Geospatial visualization has become an essential tool for understanding and representing data in a geographical context. It plays a pivotal role in various real-world applications, from urban planning and environmental studies to real estate and transportation. For instance, city planners might use geospatial data to optimize public transportation routes, while real estate professionals could leverage it to analyze property value trends in specific regions. Using Python, we can harness the power of libraries like geopandas, matplotlib, and contextily to create compelling visualizations.
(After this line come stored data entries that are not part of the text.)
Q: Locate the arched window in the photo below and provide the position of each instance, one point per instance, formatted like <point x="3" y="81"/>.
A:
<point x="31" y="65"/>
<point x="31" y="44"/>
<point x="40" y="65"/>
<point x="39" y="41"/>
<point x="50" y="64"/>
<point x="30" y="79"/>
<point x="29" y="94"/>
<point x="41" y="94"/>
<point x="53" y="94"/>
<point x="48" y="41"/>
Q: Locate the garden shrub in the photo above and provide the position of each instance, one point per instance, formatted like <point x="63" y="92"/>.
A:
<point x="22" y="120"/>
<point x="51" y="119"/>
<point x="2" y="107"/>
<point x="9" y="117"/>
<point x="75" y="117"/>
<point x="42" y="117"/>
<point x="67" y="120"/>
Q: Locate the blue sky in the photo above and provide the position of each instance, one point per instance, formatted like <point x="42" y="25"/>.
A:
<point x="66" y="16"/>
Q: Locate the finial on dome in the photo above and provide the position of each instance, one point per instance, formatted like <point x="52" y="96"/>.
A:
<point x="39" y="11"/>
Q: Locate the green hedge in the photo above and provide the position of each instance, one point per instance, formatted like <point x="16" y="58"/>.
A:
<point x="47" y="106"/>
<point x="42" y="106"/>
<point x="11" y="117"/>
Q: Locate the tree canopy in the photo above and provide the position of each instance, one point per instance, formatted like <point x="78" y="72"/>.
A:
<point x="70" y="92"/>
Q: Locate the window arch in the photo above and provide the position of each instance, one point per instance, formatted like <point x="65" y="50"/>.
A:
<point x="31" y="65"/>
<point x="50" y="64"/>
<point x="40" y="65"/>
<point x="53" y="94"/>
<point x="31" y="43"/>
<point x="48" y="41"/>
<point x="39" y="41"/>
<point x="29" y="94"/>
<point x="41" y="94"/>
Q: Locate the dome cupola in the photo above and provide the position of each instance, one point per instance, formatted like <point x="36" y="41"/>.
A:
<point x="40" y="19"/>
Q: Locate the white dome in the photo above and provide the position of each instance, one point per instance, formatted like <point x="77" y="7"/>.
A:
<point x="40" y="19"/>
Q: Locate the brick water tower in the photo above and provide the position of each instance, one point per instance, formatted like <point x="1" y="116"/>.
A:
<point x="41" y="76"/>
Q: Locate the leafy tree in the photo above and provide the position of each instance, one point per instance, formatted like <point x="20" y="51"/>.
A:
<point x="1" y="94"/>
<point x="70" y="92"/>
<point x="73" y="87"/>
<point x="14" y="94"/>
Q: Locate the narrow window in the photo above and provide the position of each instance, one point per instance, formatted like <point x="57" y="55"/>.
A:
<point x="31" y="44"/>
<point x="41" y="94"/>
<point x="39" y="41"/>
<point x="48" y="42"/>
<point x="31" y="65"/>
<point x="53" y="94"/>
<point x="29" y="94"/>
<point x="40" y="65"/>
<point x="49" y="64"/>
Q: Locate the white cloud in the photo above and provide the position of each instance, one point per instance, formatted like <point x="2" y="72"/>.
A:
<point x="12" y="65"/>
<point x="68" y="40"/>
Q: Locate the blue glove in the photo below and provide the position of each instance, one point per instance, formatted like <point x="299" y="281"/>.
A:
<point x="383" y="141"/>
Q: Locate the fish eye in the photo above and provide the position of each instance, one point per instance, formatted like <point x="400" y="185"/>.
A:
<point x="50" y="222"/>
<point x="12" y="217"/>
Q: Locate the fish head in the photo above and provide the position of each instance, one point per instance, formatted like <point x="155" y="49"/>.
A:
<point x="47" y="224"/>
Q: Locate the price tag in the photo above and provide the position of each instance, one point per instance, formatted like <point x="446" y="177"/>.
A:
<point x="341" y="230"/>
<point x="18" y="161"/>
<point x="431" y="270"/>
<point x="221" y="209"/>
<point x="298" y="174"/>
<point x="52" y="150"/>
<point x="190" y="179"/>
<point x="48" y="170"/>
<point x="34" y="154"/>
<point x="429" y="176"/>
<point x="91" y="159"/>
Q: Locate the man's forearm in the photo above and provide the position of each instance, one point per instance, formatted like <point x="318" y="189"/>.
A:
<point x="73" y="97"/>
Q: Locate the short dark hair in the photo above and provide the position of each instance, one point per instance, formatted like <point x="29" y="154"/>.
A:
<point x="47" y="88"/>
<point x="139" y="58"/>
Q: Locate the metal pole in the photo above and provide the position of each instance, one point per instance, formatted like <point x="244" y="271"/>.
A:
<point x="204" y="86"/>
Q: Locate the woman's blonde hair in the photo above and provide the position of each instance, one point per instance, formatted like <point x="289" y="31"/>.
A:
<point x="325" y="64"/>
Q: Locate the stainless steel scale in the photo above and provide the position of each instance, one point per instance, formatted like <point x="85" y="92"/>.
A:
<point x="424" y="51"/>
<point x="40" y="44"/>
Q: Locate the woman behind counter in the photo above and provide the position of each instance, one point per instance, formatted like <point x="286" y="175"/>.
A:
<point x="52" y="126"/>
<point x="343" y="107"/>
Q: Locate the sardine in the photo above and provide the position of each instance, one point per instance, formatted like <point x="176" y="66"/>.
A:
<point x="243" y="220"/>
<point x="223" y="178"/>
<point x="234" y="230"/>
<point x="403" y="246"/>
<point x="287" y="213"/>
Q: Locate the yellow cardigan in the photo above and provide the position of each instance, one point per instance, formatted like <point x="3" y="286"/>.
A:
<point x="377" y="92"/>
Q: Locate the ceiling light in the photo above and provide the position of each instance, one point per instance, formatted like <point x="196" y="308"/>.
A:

In this post, we’ll dive deep into a code snippet that visualizes house sale prices in Ames, Iowa, breaking down each step to understand its purpose and functionality.
Let’s get started.
Overview
This post is divided into six parts; they are:
- Installing Essential Python Packages
- Importing Necessary Libraries
- Loading and Preparing the Data
- Setting the Coordinate Reference System (CRS)
- Creating a Convex Hull
- Visualizing the Data
Installing Essential Python Packages
Before we dive into the world of geospatial visualization with Python, it’s crucial to set up your development environment correctly. On Windows, you can open either Command Prompt or PowerShell. If you’re using macOS or Linux, the Terminal application is your gateway to the command-line world. Additionally, to ensure that you have access to all the necessary Python libraries, it’s essential to have access to the Python Package Index (PyPI), the official third-party software repository for Python packages.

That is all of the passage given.